June 18, 2012 / 3:23 PM / 7 years ago

Banker halten britischen Mobilfunk-Deal für unwahrscheinlich

Frankfurt (Reuters) - Eine Übernahme des britischen Mobilfunk-Marktführers Everything Everywhere durch seinen Ex-Chef hat Analysten und Bankern zufolge kaum Aussicht auf Erfolg.

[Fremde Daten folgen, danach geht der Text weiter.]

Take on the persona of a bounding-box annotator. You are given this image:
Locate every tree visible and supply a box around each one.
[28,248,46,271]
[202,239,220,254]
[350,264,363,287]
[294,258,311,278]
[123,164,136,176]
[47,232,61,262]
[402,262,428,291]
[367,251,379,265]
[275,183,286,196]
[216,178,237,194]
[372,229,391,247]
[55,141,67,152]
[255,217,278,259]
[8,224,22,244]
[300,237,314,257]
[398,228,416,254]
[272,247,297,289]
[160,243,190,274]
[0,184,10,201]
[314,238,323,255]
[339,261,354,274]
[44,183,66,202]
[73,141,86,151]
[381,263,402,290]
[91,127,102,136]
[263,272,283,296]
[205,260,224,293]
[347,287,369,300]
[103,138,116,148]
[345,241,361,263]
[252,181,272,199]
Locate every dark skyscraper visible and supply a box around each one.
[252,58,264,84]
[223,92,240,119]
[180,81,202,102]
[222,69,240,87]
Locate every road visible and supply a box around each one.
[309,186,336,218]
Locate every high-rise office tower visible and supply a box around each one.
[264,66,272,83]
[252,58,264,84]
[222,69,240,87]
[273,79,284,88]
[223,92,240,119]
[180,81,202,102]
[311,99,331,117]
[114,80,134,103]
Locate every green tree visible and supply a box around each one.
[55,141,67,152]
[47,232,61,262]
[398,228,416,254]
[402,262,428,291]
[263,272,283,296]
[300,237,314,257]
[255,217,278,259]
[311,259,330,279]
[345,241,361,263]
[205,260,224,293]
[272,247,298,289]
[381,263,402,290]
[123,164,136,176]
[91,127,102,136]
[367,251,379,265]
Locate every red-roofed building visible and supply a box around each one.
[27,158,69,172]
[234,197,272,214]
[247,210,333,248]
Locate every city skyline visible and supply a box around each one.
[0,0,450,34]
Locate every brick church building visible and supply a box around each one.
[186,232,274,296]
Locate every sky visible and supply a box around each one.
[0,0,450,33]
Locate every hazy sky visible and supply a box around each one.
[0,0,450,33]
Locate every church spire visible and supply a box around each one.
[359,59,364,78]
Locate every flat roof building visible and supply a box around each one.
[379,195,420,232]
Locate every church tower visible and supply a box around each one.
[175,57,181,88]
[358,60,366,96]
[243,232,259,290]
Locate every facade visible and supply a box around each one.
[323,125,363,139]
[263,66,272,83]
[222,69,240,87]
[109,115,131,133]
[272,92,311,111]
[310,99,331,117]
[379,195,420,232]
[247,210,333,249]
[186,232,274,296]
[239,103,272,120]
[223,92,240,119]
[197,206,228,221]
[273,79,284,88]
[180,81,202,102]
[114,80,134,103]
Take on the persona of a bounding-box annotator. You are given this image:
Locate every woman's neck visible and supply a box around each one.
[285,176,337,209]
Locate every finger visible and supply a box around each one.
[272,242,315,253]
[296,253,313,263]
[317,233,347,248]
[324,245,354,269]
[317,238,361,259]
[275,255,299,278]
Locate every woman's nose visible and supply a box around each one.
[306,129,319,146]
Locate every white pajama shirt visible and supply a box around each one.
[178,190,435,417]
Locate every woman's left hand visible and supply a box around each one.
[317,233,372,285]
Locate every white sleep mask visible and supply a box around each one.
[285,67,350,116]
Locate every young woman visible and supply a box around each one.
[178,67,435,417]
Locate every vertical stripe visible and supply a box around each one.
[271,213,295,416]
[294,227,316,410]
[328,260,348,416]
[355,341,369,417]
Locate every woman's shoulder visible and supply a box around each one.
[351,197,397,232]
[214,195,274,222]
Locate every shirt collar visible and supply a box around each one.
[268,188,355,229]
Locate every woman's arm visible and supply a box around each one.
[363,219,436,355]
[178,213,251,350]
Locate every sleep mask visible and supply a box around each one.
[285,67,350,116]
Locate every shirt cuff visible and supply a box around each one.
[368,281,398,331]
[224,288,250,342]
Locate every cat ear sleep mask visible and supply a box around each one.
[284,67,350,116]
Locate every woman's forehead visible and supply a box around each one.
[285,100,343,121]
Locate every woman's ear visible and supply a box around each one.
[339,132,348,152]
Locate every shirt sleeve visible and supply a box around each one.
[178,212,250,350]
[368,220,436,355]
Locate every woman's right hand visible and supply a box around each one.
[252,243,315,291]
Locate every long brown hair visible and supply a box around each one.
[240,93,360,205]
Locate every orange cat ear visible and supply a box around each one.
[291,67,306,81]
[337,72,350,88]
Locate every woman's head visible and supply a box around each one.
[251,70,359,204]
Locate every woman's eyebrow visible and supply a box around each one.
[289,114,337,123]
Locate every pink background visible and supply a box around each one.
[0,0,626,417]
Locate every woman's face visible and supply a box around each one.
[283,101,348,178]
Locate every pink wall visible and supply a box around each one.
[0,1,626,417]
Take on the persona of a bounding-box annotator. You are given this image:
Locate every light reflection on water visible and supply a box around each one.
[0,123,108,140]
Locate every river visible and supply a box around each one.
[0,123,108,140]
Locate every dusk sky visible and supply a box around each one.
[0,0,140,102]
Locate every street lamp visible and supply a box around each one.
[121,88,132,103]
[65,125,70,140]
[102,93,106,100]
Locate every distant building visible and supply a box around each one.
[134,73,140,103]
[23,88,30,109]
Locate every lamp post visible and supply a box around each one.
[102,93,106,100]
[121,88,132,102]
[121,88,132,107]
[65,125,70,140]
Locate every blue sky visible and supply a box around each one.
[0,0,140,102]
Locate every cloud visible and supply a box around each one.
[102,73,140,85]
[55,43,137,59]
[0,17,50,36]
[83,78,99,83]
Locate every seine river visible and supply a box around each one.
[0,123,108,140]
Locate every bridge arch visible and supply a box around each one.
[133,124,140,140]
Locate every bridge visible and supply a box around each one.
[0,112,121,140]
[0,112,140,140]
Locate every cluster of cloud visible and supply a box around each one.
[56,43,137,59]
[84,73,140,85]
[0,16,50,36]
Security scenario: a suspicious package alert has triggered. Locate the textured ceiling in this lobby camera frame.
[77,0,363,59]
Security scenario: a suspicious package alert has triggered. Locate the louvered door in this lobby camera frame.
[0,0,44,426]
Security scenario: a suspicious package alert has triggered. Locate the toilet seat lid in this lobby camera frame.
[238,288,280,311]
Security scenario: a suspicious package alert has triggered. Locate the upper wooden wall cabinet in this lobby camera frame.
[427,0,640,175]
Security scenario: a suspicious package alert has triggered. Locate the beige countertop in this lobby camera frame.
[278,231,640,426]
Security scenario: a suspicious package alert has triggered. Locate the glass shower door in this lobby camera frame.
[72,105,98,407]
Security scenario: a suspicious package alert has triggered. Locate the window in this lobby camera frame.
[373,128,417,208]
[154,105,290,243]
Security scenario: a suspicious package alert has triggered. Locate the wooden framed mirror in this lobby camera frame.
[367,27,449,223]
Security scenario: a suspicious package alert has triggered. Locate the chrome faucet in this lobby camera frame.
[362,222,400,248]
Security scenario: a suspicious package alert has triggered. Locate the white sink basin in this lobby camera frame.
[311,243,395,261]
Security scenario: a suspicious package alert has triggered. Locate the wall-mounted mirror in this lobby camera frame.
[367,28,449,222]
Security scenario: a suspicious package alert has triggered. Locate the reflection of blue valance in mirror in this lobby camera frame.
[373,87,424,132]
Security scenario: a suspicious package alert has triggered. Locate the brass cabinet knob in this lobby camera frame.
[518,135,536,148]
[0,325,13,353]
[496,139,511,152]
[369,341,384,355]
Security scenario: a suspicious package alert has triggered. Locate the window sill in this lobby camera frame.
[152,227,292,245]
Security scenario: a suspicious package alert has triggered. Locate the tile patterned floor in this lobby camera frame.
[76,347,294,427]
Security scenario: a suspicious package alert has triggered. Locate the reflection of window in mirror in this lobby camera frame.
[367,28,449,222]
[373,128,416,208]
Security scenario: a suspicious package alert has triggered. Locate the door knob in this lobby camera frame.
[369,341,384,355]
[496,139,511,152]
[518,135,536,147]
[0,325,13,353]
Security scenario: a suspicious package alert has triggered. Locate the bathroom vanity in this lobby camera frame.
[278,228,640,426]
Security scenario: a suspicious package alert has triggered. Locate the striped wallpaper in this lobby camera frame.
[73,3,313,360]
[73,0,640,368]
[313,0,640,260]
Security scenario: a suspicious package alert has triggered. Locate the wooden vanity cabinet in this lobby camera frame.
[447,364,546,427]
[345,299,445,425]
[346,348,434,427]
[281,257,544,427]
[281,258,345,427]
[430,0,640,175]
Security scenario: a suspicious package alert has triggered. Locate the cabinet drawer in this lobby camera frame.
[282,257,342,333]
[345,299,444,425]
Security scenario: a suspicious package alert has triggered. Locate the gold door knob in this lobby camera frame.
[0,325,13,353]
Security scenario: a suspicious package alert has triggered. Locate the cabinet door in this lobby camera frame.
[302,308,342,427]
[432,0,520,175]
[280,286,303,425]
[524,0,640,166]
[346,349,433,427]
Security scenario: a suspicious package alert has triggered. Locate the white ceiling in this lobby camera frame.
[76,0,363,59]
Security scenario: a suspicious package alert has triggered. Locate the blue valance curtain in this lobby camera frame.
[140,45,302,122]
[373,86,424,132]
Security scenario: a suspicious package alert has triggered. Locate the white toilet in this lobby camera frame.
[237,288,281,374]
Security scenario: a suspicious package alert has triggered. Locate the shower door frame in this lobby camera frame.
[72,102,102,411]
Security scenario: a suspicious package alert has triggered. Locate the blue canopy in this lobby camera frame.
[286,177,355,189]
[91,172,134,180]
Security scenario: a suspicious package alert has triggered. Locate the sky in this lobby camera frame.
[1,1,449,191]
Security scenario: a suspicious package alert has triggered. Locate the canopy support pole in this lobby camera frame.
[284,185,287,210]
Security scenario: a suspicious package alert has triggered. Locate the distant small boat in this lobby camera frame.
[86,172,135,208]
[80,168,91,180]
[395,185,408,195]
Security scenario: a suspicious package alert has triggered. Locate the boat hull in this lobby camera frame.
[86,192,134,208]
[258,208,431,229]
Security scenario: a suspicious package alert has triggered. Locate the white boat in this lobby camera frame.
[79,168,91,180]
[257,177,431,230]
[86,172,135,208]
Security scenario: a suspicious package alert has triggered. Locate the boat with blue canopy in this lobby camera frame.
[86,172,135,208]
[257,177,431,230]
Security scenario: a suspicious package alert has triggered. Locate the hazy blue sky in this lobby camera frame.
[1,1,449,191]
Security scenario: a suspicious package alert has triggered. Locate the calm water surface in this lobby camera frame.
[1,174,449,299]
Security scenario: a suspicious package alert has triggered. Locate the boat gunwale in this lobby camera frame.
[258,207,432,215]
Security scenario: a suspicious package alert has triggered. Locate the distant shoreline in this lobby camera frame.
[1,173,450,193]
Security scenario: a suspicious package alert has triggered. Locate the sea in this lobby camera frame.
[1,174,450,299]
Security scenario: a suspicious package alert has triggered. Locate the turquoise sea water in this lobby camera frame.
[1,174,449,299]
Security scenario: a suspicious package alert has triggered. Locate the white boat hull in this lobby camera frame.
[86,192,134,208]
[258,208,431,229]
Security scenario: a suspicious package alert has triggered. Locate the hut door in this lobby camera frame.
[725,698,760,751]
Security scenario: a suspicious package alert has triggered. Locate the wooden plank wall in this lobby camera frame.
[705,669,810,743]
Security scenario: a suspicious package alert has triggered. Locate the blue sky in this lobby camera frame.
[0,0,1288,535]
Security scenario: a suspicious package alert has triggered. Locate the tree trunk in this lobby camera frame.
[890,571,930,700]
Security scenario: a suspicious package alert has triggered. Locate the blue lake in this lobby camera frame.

Tom Alexander, der die Leitung des gemeinschaftlich von der Deutschen Telekom und France Telecom betriebenen Unternehmens vor einem Jahr abgab, habe vor sechs Monaten Finanzinvestoren angesprochen, um ein acht Milliarden Pfund schweres Kaufangebot für Everything Everywhere auf die Beine zu stellen, sagten Investmentbanker. Die Firmen, darunter KKR, CVC and Providence, hätten aber nicht mitziehen wollen. “Die Lage an den Finanzmärkten ist mittlerweile noch schlechter, weshalb die Idee einer kreditfinanzierten Übernahme dieser Größenordnung absurd ist”, sagte einer der Banker.

Britische Zeitungen hatten in der Vorwoche berichtet, dass der frühere Firmenchef hinter einer Überraschungsofferte für Everything Everywhere steht. Die letzten Details des Angebots dürften in den nächsten sechs Wochen ausgearbeitet werden.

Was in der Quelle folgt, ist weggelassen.